His friends continued to joke him. One man urged him to come down. The professionals told him he'd better not try it if he was afraid--at which the others laughed, and that settled it, for the big man _was_ afraid; but he was stubborn, too, and, rising on his toes, he threw his right arm forward and started. He caught the bar safely with his right hand, swept down like a great pendulum, and at the lowest point of the swing was ripped away from the bar with the jerk of his two hundred pounds, and went skating along the length of the net on his face until he was a sorry-looking big man with the scratch of the meshes. Not one athlete in twenty, they say, without special training, could hold that bar after such a drop.
Zorella cited a case in point where a first-cla.s.s acrobat was offered a much larger salary by a rival circus to become the partner of an expert on the high bars. "This man was crazy to accept," said Zorella, "and everything was practically settled. The two did their act together on the low bars in great shape. Then they tried it on the high bars, and the new man stuck right at the go-off. Queerest thing you ever saw. He had to start on the end bar with a giant swing,--that gives 'em their send, you know,--then do a backward single to the middle bar, then a shoot on to the last bar, and from there drop with somersaults down to the net. All this was easy for him on the low bars, but when he got up high--well, he hadn't the nerve to let go of the first bar after the giant swing. He kept going round and round, and just stuck there. Seemed as if his hands were nailed fast to that bar. We talked to him, and reasoned with him, and he tried over and over again, but it was no use.
He could drop from the last bar, he could shoot from the middle bar, but to save his life he couldn't let go of the first bar. I don't know whether he was afraid, or what; but he couldn't do it, and the end of it was, he had to give up the offer, although it nearly broke his heart."
And even acrobats accustomed to working at heights feel uneasy in the early spring when they begin practising for a new season. The old tricks have always in a measure to be learned over again, and they work gradually from simple things to harder ones--a straight leap, then one somersault, then two. And foot by foot the pedestal is lifted until the body overcomes its shrinking.
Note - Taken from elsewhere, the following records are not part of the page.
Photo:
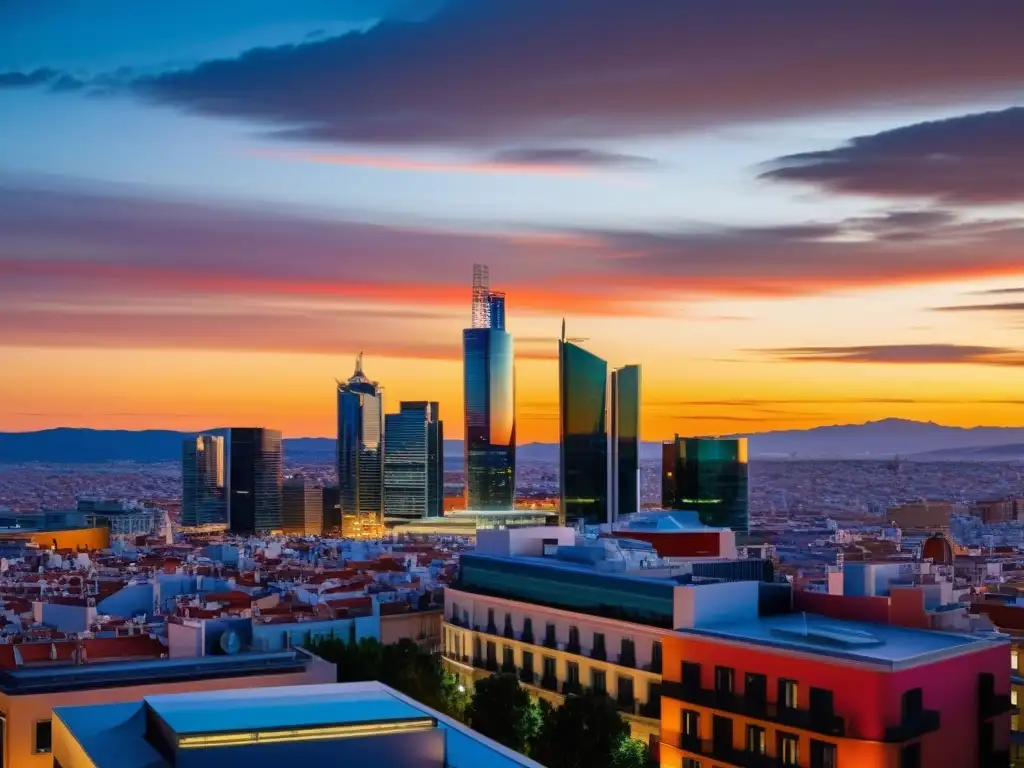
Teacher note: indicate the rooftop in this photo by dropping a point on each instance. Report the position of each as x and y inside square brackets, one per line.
[885, 645]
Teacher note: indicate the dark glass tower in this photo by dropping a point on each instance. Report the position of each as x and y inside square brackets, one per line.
[584, 437]
[360, 455]
[625, 442]
[255, 479]
[708, 475]
[488, 386]
[414, 462]
[203, 500]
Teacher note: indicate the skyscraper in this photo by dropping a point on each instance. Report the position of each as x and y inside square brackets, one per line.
[360, 454]
[625, 441]
[583, 434]
[488, 383]
[708, 475]
[302, 507]
[254, 473]
[414, 462]
[203, 500]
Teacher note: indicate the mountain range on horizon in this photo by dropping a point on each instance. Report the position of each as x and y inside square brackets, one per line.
[878, 439]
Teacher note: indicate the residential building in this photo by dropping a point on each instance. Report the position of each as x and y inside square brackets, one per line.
[414, 462]
[118, 670]
[583, 445]
[342, 724]
[708, 475]
[254, 476]
[624, 443]
[203, 500]
[360, 454]
[488, 384]
[302, 507]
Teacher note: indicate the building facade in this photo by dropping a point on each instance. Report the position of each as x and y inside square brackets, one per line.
[488, 387]
[583, 449]
[255, 476]
[414, 462]
[624, 443]
[708, 475]
[302, 507]
[203, 500]
[360, 454]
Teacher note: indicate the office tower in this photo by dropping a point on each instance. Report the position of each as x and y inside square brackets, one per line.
[203, 501]
[488, 384]
[360, 449]
[624, 472]
[301, 507]
[414, 471]
[583, 434]
[332, 509]
[254, 479]
[709, 476]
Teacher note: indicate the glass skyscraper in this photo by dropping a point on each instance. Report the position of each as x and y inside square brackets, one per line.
[414, 462]
[625, 442]
[488, 386]
[709, 476]
[360, 455]
[203, 500]
[254, 472]
[584, 436]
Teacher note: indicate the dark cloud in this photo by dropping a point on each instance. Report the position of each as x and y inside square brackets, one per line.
[28, 79]
[901, 354]
[969, 160]
[539, 71]
[569, 157]
[1007, 306]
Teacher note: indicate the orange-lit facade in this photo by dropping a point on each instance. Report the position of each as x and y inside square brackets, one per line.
[737, 704]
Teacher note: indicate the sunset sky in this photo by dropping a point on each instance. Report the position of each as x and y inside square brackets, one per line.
[792, 213]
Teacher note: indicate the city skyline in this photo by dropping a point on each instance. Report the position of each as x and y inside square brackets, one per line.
[777, 247]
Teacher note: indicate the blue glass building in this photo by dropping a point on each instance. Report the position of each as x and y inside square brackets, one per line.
[584, 436]
[360, 454]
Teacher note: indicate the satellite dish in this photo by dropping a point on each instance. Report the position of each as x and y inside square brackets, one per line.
[230, 643]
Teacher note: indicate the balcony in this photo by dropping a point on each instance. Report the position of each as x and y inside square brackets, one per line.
[727, 754]
[914, 726]
[809, 720]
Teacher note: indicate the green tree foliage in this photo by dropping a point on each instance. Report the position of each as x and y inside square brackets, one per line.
[502, 710]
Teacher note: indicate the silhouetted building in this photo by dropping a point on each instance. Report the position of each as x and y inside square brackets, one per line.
[302, 507]
[625, 441]
[708, 475]
[414, 462]
[254, 479]
[488, 381]
[583, 434]
[331, 499]
[360, 454]
[203, 500]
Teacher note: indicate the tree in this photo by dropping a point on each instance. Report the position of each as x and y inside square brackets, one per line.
[502, 710]
[587, 731]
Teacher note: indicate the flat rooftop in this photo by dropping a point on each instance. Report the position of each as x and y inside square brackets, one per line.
[884, 645]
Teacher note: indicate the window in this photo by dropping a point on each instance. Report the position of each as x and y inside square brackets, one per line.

Even so I saw Zorella one day scratched and bruised from many failures in the trick where Weitzel catches him by the ankles. Here, after the long swing, he must shoot ahead feet first as if for a backward somersault, and then, changing suddenly, do a turn and a half forward, and dive past Weitzel with body whirling so as to bring his legs over just right for the catch. And every time they missed of course he fell, and risked striking the net on his forehead, which is the most dangerous thing an acrobat can do. To save his neck he must squirm around, as a cat turns, and land on his back; which is not so easy in the fraction of a second, especially if you happen to be dazed by a glancing blow of the catcher-man's arm.